[systemd-devel] Requires and After
James Feeney
james at nurealm.net
Wed Jan 2 03:13:57 UTC 2019
> It's about Requires and After. I think a unit in Requires should imply
> that unit in After too, otherwise the requirement isn't really met.
> Is there a use case for Requires but not After?
Olaf, previously, on GitHub, you had said:
>> I think I understand Requires and After ...
and, I would suggest that, no - or you would not be asking this question.
systemd has two different classes of "dependencies": 1) "activation" dependencies, and 2) "ordering" dependencies.
An activation dependency does not, a priori, have to obey any rules about ordering. There are not, automatically, any promises or guarantees about in what order service units, for instance, might be queued for execution, based upon a Requires= dependency.

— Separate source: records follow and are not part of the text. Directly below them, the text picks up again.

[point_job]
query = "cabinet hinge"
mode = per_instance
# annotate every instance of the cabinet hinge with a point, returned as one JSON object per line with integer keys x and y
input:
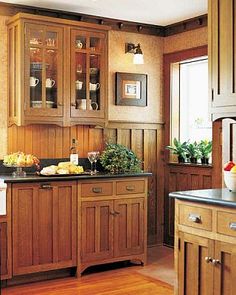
{"x": 212, "y": 94}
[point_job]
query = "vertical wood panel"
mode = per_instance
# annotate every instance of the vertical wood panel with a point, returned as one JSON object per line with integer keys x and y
{"x": 124, "y": 137}
{"x": 150, "y": 164}
{"x": 49, "y": 141}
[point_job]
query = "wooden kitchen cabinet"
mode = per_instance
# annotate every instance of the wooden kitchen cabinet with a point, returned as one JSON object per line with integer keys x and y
{"x": 129, "y": 226}
{"x": 205, "y": 256}
{"x": 222, "y": 64}
{"x": 96, "y": 230}
{"x": 57, "y": 71}
{"x": 88, "y": 82}
{"x": 44, "y": 226}
{"x": 6, "y": 241}
{"x": 113, "y": 221}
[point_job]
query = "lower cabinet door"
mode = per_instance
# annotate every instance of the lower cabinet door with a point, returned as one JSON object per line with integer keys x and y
{"x": 96, "y": 230}
{"x": 195, "y": 271}
{"x": 44, "y": 226}
{"x": 5, "y": 270}
{"x": 130, "y": 222}
{"x": 225, "y": 269}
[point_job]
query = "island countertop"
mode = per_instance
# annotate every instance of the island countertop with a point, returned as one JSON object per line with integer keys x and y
{"x": 222, "y": 197}
{"x": 37, "y": 178}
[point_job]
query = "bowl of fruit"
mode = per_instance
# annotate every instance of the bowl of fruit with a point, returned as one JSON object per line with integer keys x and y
{"x": 19, "y": 161}
{"x": 230, "y": 176}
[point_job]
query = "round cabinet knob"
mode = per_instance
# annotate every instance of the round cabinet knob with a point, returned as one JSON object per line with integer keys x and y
{"x": 208, "y": 259}
{"x": 216, "y": 262}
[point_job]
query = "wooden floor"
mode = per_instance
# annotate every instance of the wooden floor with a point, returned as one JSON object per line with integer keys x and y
{"x": 125, "y": 281}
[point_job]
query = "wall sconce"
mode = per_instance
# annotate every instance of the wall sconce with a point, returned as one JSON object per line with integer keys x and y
{"x": 136, "y": 50}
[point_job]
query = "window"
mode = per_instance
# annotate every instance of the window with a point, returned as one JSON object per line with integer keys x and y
{"x": 189, "y": 100}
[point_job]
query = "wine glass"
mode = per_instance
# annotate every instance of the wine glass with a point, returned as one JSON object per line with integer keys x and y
{"x": 91, "y": 158}
{"x": 96, "y": 157}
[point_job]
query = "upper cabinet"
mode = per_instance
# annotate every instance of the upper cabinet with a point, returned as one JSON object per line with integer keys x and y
{"x": 57, "y": 71}
{"x": 222, "y": 58}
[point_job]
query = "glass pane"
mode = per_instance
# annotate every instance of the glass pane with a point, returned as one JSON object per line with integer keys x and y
{"x": 36, "y": 66}
{"x": 95, "y": 43}
{"x": 94, "y": 83}
{"x": 51, "y": 82}
{"x": 80, "y": 42}
{"x": 36, "y": 37}
{"x": 194, "y": 118}
{"x": 51, "y": 39}
{"x": 80, "y": 81}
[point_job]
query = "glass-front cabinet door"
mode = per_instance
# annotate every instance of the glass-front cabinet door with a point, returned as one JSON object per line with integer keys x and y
{"x": 87, "y": 74}
{"x": 44, "y": 70}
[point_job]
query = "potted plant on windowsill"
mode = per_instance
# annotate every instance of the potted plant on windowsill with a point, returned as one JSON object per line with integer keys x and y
{"x": 205, "y": 149}
{"x": 193, "y": 152}
{"x": 178, "y": 149}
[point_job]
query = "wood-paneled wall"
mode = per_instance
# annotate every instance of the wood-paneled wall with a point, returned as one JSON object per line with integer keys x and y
{"x": 49, "y": 141}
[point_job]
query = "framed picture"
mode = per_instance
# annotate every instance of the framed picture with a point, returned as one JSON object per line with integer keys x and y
{"x": 131, "y": 89}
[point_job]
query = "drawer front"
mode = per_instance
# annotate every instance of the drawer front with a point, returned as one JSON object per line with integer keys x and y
{"x": 130, "y": 187}
{"x": 96, "y": 189}
{"x": 226, "y": 223}
{"x": 195, "y": 217}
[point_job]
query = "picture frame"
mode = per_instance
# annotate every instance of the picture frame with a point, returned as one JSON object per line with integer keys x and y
{"x": 131, "y": 89}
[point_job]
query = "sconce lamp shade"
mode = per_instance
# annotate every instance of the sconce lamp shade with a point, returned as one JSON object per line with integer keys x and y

"Ordering" is an independent characteristic from "Activation". "Activation" only promises to enqueue a unit, and then, only if the unit is some kind of unit that can be "executed", such as a timer or service unit. In contrast, for instance, systemd is only a "passive observer" of a device unit. "enqueuing" a device unit for "activation" would make no sense in this context. A *service* unit that *creates* a device unit could be enqueued for activation, but not the device unit itself.
If "A Requires B", and you don't like that "A" *might* get enqueued, or get executed, before "B", then add an "ordering" dependency. "Ordering dependencies", then, create guarantees about unit activation *ordering*.
Are you sure that you were not wondering about "Requisite=", instead of "Requires="? Because, as far as I know, "Requisite=" is completely broken in systemd.